Юрген вцепился пальцами в стакан и начал пить. Когда мгновение спустя он, задыхаясь, отставил стакан в сторону, оказалось, что питье ему не очень-то и помогло, но он хотя бы смог прохрипеть:
– Радиоактивные материалы.
– Какого рода?
– Трансурановые.
Веном помахал острым словно бритва щупальцем перед лицом Юргена. Его глаза уставились на черный отросток, словно это была готовая ударить змея.
– Ты не мог бы рассказывать более подробно, а не то мы начнем подозревать, что ты намеренно утаиваешь информацию.
– О, нет, нет, – поспешно произнес Юрген. – Nein! Ich weiss nicht[30]…
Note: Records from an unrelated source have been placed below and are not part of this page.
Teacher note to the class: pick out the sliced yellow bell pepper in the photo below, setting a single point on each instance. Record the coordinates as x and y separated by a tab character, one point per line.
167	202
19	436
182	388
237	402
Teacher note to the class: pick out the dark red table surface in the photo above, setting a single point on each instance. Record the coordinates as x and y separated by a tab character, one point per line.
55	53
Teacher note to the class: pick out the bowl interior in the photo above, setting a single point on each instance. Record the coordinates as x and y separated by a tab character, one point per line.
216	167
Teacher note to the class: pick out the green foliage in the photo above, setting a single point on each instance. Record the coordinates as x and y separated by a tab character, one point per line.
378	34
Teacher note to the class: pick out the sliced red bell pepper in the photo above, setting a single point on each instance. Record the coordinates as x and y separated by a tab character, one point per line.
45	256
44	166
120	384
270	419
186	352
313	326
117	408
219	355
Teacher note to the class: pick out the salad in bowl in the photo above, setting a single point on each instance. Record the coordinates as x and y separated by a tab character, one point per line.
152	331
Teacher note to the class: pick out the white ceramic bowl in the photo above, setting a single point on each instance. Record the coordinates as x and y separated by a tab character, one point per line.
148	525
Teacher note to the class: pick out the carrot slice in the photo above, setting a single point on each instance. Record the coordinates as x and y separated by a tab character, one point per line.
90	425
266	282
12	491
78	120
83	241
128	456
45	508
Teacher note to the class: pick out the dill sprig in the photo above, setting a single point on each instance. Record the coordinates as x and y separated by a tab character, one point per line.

– По-английски, пожалуйста, – мягко попросил Веном, – мы так и не закончили этот последний курс Берлица. Жизнь слишком коротка.
– Я не знаю!
– А стоило бы. Какого рода радиоактивные материалы?
– Какие-то отходы. Радиоактивные отходы.
– Ты хочешь сказать, – мягко произнес Веном, но в его голосе начала проявляться смертельная острота, – что кто-то во Флориде вывозит их за пределы США в этих маленьких емкостях? Не очень эффективный способ избавляться от отходов. И куда они направляются?
– Нет, мы ввозим их сюда…
– Откуда?
– Откуда-то из Восточной Европы. Я не знаю наверняка. Из России, наверное.
Пустые глазницы Венома слегка прищурились.